On May 19, 1959, an article in the Honolulu Advertiser signaled the start of a strange series of events that may still be occurring.

        Bob Krauss, author of the regular column called "in one ear," featured on that day various rumors and second-hand accounts that had started to circulate a week earlier about the Waialae Drive-In Theater in the city of Honolulu, on the island of Oahu, of Hawaii, USA. According to the rumors, something was very wrong about the ladies' restroom at the theater. Krauss had heard two versions of the story of what had supposedly happened at the drive-in and recounted both in his column, without any apparent belief on his part that either was true.

        The first story stated that a girl had gone to the restroom around midnight one night to freshen up her lipstick. As she was looking in the mirror to do this, she noticed a figure of a woman that appeared to be standing behind her... and the figure had no face, and no legs touching the ground. The girl spun around, but nothing was behind her; and then the door to the restroom slammed shut and locked by itself. She screamed and fainted.

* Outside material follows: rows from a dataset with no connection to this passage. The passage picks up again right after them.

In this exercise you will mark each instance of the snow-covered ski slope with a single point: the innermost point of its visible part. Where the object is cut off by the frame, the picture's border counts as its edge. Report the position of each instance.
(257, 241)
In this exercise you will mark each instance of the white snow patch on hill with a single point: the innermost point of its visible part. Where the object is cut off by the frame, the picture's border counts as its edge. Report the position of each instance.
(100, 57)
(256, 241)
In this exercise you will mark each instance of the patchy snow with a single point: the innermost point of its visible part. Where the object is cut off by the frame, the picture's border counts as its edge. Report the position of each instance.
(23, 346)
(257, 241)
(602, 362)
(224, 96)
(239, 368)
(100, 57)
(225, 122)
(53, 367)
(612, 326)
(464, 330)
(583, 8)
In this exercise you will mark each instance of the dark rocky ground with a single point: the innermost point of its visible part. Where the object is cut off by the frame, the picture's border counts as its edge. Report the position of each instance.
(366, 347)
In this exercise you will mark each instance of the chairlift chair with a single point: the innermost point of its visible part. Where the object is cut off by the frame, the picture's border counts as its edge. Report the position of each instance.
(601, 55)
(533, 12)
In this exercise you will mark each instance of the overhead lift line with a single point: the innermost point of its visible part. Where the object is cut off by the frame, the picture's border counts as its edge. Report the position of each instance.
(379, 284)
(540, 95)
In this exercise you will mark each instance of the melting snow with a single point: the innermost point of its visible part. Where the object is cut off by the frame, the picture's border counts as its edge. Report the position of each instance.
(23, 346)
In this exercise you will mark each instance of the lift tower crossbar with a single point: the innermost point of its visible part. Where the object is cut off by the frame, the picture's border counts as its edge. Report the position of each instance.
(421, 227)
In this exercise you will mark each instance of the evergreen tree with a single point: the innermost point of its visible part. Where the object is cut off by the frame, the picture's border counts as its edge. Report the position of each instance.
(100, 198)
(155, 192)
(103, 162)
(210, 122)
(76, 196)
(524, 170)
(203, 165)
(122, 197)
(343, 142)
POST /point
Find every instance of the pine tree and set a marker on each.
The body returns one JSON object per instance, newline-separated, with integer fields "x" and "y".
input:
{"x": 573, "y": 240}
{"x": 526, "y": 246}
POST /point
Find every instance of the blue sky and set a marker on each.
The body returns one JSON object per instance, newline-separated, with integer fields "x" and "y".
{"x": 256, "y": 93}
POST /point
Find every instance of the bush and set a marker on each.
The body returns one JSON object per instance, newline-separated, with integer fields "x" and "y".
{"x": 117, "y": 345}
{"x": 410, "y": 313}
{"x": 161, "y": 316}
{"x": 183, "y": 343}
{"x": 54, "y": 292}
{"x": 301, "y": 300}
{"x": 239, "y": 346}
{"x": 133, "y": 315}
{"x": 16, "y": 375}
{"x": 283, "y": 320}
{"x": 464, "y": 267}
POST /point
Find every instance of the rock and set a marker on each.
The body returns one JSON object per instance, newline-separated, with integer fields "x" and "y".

        The second version of the story claimed that when the girl had gone to the restroom she found that she wasn't alone, as another woman was standing at the sinks looking in the mirror and combing out her "long, beautiful hair." The girl walked over and said something, presumably a simple greeting, and the second woman turned slightly to look at her. The second woman had no face. In both versions of the story, it was asserted that the terror of the moment caused the girl to end up at a hospital with a total breakdown.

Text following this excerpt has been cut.